Thursday, January 22, 2015

Backdrop-Backing into Berlin

This is a story of how easy it is to get, um, "sidetracked" when working on your model railroad. Fortunately, those diversions are usually pretty fun - if not always highly productive. But this time was different . . .

I found myself with a little extra time while helping the Missus redo a bathroom closet. Heh - you can do a lot of things while literally waiting for paint to dry! So I decided to tackle the backdrop in Wethersfield. First step: Create "depth" on the plain sky blue masonite by misting on some flat white paint near the bottom, feathering it into the blue as you go up.

Ah! But before I could do that, I had to redo a section of backdrop - specifically, the "north" end. It's way too "in, "abrupt, and sharply curved. Good for access, lousy for mounting a Hartford skyline photo.

So, out came the vinyl. I figured I could make a much flatter backdrop in that area behind the bridge and it would be a much better base for any photo backdrop I'd want to add. As you can see, I had started mocking it up and was just about ready to glue the first end when it occurred to me - how would I install the rest of the Berlin branch? (you can see the roadbed for it on the right there) Once that vinyl's in, it'd be near impossible.

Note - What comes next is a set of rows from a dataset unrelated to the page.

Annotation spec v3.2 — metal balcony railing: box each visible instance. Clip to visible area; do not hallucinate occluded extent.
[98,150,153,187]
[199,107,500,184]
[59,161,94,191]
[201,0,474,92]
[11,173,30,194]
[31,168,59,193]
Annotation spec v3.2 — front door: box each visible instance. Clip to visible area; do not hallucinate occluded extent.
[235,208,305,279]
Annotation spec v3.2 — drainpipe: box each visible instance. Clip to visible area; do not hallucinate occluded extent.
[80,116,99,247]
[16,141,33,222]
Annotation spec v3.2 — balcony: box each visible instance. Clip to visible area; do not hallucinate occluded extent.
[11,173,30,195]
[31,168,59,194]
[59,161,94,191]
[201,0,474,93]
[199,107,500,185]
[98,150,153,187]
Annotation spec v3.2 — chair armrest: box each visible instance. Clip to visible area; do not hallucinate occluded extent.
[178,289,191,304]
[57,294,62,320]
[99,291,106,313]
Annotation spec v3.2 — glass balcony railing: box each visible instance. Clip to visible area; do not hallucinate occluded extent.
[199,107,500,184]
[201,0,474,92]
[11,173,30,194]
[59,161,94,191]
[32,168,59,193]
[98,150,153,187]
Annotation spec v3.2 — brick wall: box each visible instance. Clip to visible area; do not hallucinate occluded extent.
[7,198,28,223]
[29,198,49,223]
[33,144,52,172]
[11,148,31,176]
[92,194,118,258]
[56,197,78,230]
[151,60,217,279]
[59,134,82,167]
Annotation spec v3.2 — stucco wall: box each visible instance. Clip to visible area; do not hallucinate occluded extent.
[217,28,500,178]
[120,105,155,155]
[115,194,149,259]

So, out came the vinyl (from where it had been clamped) so I could install some track for the Berlin branch. But about where the 3' section of flex track ended is where the Mattabassett River is supposed to be. "Why not go ahead and cut out the subroadbed for the bridge?" I asked myself.

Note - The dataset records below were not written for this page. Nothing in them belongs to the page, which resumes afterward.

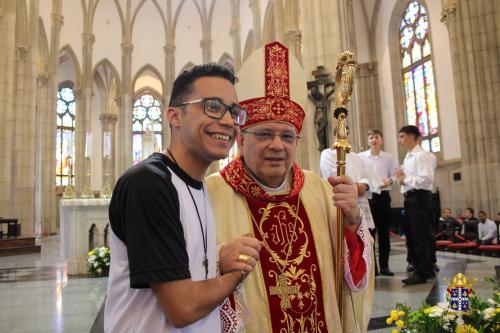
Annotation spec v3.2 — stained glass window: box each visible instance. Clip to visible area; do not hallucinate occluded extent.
[132,93,163,164]
[56,87,76,186]
[399,0,441,152]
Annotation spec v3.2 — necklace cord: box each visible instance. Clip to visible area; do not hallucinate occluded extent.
[167,148,208,279]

Why not, indeed. As I may have mentioned before, benchwork and tracklaying are the things I enjoy most - so far at least, and probably because I've had so much practice (may layouts seldom get beyond the benchwork/trackwork stage).

I eyeballed the location of the bridge, measured the bridge I'd be using (a 50' through girder) and cut the plywood accordingly. I may have cut the gap a bit short, but it's always easier to cut more than to try and add back.

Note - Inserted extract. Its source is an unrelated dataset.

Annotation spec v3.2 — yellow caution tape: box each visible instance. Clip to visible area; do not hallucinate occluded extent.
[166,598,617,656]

Next step was to add bracing for what would become the river base. After giving a lot of thought to how high the bridge would be relative to the river (and fortunately having a prototype photo of the area to help), I settled on 1.5" - be sure to take the thickness of the subroadbed and riverbase into account.

This is an overhead view of the additional bracing. You can see that I installed a cleat right onto the back of the fascia, to have something to attach the end of the riverbed to. Clamps and a level are your friend - it's especially important to keep the plywood riverbed level since you'll be pouring resin on it at some point.

Here's the riverbed installed, along with additional roadbed glued down and tacked. I also had marked where the "shore" should be cut on the fascia and used my saber saw to cut it out (note the "oops" that can easily be filled in later).

I decided after the river bed was installed that I wanted to taper the track subroadbed (note the difference between the photo above to the preceding photo). I figured doing so would help with scenicking later. So out came the river bed (the saber saw blade wouldn't clear it), I tapered the subroadbed, and reinstalled the river bed.

So the backdrop still isn't done, I still need to install the additional vinyl first, but I might, just might be able to have the track & industries in E. Berlin by the next operating session. I suspect the additional operating interest will be more noticeable than the still-just-blue backdrop.

Distractions don't always have to detract from what you're doing. Sometimes these little diversions - or, as in this case the not-so-little diversions - can really get your productive juices going and you end up making progress in a way you didn't expect and may not have even been ready for. And when "distractions" come like that, ride them for all they're worth. It's all progress and usually a lot of fun too!